Infolettre N° 8 – Mars 2026
Le 5 mars les Népalais se rendaient aux urnes. Ces élections faisaient suite aux manifestations de la génération Z en septembre dernier et aux violences qui s’en étaient suivies et avaient finalement conduit à la démission du gouvernement.
Au total, 19 millions d’électeurs étaient appelés à voter, dont 1 million de jeunes qui participaient à leur premier scrutin. Environ 800 000 personnes sont retournées dans leurs villages ou leurs villes d’origine pour voter.
Les élections se sont déroulées dans le calme dans tout le pays, sans incident majeur.
Les bureaux de vote fermaient à 17h et les urnes étaient ensuite acheminées vers les centres de dépouillement dans les chefs-lieux de district. Dans certaines régions elles devaient être acheminées par hélicoptère depuis les zones rurales les plus reculées.
Outre les trois partis historiques, Nepali Congress, Communist Party of Nepal (Unified Marxist-Leninist) et Communist Party of Nepal (Maoist Centre), le Rastriya Swotantra Party (RSP) apparaissait comme l’un des principaux prétendants.
Ces élections sont considérées comme un succès pour le gouvernement intérimaire. Beaucoup doutaient qu’il soit possible de les organiser dans un contexte politique aussi instable.

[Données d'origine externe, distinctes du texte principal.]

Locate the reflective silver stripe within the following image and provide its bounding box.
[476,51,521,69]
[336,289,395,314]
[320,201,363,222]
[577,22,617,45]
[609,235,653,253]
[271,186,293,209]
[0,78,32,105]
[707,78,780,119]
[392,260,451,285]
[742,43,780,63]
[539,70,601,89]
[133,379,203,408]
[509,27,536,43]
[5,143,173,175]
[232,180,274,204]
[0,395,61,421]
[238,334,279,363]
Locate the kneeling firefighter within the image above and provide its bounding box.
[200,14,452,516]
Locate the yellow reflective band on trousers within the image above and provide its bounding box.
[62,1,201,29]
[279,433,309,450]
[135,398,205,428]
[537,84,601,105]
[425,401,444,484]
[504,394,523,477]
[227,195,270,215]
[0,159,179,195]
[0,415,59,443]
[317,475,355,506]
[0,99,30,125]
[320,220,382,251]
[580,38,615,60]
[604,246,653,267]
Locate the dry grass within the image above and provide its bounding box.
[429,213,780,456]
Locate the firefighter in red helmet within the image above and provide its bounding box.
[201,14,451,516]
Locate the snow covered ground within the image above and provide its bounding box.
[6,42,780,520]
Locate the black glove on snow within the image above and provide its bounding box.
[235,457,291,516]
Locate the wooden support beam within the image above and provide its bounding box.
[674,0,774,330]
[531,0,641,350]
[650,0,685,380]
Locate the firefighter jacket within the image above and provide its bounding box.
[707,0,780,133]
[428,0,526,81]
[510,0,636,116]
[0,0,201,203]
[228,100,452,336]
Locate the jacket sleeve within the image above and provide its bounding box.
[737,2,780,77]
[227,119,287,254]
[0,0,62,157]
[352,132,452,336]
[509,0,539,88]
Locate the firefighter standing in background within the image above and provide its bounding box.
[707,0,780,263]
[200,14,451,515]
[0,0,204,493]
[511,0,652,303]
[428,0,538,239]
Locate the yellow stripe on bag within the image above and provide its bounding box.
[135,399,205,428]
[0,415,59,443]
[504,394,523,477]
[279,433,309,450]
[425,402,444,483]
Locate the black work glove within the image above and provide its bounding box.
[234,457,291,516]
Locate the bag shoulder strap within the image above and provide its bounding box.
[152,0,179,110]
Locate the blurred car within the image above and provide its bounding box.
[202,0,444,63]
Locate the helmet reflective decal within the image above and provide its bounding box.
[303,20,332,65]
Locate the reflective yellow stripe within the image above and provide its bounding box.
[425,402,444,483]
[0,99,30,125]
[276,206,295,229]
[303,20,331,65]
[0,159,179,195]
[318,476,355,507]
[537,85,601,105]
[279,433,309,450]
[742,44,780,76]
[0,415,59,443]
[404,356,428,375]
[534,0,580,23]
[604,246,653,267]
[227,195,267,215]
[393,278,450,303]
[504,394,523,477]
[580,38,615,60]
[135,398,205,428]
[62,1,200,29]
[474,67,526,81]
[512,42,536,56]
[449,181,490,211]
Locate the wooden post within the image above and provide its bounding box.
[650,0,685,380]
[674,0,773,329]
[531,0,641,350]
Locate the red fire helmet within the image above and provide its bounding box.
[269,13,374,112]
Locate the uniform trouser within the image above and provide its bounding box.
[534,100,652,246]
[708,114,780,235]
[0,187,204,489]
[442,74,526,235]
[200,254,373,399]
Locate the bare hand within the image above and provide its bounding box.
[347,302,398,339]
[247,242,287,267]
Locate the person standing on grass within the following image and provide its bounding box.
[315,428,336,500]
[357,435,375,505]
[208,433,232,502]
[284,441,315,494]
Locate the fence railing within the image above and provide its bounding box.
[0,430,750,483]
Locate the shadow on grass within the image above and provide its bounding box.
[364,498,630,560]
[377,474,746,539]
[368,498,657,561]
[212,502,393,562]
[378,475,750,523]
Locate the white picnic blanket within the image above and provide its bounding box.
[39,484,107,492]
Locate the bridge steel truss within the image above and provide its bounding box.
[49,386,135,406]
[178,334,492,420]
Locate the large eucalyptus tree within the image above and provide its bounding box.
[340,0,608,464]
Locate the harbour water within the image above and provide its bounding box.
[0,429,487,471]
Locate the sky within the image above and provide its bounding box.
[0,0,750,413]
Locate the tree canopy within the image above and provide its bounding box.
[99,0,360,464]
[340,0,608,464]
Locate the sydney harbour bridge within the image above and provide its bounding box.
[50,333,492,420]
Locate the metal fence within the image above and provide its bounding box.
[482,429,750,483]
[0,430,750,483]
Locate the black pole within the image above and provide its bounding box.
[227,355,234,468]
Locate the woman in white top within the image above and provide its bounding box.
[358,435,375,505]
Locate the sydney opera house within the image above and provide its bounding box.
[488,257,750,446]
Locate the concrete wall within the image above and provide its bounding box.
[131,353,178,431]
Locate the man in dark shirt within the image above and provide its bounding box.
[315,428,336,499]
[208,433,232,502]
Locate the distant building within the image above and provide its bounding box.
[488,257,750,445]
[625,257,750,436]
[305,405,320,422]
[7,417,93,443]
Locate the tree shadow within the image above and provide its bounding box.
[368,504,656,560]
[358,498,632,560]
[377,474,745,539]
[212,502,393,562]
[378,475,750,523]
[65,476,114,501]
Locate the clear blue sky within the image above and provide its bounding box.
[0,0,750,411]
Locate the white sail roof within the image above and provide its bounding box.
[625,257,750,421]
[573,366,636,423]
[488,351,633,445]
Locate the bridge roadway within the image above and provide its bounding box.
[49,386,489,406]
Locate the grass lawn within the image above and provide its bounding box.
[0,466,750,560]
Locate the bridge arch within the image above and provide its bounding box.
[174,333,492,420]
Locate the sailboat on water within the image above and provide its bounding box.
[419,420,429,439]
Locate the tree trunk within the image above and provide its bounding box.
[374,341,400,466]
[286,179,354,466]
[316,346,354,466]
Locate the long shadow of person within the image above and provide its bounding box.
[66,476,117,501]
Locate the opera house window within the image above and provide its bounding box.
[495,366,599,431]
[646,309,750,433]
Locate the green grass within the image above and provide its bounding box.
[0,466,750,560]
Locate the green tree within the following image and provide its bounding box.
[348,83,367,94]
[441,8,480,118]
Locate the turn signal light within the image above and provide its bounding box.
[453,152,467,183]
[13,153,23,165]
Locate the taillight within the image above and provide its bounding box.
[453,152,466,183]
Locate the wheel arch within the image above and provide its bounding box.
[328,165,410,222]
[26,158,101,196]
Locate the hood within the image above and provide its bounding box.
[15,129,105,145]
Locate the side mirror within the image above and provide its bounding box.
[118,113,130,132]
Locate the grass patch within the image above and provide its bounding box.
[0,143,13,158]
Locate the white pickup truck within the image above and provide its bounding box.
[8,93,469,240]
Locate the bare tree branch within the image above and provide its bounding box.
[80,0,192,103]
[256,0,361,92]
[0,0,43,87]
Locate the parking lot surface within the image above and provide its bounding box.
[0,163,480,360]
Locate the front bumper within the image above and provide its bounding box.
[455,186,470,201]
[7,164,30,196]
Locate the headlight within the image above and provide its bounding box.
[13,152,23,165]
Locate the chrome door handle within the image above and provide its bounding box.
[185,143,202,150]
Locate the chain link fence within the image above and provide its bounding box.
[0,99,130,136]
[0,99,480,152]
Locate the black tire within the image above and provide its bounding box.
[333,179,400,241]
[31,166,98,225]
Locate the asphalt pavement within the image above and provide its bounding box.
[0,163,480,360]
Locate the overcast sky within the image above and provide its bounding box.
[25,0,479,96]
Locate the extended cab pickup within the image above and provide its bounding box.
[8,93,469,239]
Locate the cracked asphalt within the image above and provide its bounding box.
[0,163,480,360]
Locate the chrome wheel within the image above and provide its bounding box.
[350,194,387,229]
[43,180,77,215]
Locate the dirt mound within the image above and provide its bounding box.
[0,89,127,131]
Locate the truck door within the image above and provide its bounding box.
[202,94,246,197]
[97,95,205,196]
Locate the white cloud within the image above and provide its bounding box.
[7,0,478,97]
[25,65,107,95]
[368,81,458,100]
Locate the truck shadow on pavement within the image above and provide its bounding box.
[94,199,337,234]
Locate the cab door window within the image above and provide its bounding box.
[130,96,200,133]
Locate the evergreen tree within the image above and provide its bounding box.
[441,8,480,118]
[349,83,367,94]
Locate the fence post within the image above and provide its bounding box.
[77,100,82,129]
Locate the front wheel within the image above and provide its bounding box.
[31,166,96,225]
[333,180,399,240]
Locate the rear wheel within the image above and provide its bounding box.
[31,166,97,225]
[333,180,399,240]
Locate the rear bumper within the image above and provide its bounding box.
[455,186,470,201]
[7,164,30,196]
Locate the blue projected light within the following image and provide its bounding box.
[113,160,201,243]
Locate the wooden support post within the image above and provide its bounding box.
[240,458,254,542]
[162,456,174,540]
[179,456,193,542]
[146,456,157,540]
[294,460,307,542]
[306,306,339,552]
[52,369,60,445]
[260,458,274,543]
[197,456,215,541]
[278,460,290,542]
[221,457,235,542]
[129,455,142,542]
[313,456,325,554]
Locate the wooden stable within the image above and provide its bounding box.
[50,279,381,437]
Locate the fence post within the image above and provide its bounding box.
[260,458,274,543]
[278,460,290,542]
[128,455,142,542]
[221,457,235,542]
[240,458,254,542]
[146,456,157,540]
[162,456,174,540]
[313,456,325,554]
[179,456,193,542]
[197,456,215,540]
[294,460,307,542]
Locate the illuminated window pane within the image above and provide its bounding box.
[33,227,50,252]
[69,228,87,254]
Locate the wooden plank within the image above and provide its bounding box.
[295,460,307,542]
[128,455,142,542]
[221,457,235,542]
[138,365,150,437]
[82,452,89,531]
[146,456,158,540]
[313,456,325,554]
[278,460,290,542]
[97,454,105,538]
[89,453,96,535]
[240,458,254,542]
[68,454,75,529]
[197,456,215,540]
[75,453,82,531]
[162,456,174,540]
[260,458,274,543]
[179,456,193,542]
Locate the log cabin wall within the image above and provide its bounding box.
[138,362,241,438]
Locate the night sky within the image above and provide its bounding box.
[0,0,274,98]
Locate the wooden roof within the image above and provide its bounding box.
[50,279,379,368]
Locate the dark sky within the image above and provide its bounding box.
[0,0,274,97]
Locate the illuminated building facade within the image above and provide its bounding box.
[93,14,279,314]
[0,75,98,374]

Balendra Shah, jeune maire de Katmandou, a battu l’ancien premier ministre Sharma Oli, devançant très largement ses concurrents.
« La cloche résonne dans tout le Népal, des villes aux districts les plus reculés des montagnes et des plaines », a écrit le Nepali Times.
Le message est clair : les Népalais ont voté contre les trois partis qui se sont relayés au pouvoir depuis trois décennies, démontrant leur incapacité à œuvrer pour l’intérêt national, à créer des emplois et à développer le pays.
Le RSP, créé en 2022, devient la première force du pays.
« Balen », comme l’ont surnommé les Népalais sera le plus jeune premier ministre du Népal. »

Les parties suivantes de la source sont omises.